Toutefois, le porte-parole du Kremlin, Dmitri Peskov, a déclaré que "les négociations qui ont eu lieu étaient une bonne occasion de transmettre à la partie ukrainienne notre vision de ce problème. A partir de maintenant, tout dépendra de la réaction de la partie ukrainienne"

La Russie se retire du Fonds monétaire international 

En plus des sanctions déjà innombrables que la communauté internationale a imposées au régime de Vladimir Poutine, l'Union européenne pourrait envisager une nouvelle série de sanctions, selon la Commission européenne. Plusieurs hauts fonctionnaires de l'UE tentent de trouver des moyens d'interdire l'accès de Moscou aux financements du FMI pour le punir de son offensive en Ukraine. Toutefois, en raison de la complexité d'une telle mesure, les responsables de l'UE envisagent également de suspendre les droits de vote de la Russie au sein de l'organisation, ainsi que de bloquer les monnaies spéciales du FMI et d'autres droits spéciaux. 

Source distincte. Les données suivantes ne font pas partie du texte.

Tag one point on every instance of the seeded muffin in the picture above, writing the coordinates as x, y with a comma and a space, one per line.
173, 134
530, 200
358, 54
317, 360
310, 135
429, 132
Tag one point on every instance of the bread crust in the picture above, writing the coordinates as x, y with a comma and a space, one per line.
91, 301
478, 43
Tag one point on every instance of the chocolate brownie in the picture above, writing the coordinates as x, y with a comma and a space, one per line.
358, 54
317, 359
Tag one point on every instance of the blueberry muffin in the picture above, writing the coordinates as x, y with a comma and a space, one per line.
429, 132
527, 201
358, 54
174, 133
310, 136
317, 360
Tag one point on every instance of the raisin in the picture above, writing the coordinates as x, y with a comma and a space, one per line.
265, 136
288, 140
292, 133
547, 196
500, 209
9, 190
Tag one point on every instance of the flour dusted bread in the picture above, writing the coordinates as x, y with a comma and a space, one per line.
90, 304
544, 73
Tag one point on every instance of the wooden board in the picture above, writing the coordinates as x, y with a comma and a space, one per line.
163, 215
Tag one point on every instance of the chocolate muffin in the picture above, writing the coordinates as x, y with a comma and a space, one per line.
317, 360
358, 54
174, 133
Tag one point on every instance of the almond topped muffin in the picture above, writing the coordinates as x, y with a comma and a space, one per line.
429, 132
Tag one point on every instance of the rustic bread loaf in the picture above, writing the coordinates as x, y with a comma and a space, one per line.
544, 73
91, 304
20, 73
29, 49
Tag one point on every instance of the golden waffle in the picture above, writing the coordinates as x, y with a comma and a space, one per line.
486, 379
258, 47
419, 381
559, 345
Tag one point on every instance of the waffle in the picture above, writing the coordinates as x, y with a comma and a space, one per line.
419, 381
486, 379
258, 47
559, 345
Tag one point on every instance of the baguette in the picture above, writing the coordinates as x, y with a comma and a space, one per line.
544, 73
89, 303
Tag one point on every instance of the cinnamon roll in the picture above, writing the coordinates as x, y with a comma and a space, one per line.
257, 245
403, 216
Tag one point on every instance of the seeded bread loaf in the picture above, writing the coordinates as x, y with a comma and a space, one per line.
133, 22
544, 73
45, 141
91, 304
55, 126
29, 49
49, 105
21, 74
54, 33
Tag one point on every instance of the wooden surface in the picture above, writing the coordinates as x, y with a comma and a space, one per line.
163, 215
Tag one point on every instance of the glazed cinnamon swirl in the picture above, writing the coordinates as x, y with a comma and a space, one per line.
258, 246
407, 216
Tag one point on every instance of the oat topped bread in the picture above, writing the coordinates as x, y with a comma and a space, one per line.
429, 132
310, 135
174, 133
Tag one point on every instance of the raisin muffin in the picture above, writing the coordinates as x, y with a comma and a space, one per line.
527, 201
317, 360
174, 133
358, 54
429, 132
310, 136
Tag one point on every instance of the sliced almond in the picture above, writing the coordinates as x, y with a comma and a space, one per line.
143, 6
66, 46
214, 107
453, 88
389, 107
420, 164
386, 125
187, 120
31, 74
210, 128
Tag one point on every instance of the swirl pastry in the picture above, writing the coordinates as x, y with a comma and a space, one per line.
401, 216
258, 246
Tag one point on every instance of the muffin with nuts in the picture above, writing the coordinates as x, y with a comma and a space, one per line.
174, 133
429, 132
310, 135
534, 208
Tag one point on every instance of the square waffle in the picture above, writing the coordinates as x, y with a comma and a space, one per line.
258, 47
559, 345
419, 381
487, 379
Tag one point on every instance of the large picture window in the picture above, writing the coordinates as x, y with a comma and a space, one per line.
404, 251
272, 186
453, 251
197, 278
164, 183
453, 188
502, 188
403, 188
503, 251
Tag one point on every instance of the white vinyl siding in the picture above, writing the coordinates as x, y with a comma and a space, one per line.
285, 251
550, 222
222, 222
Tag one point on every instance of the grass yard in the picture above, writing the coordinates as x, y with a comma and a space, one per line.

Dans ce scénario, le président russe a conseillé à ses voisins de "ne pas aggraver la situation et de ne pas imposer de limites". "Il n'y a pas de mauvaises intentions envers nos voisins. Je leur conseille donc de ne pas aggraver la situation, de ne pas introduire de sanctions supplémentaires", a prévenu M. Poutine lors de son intervention sur Rossiya 24. "Nous ne voyons pas la nécessité d'aggraver ou de détériorer nos relations. Toutes nos actions surviennent toujours exclusivement en réponse à des actions hostiles, des actions contre la Fédération de Russie."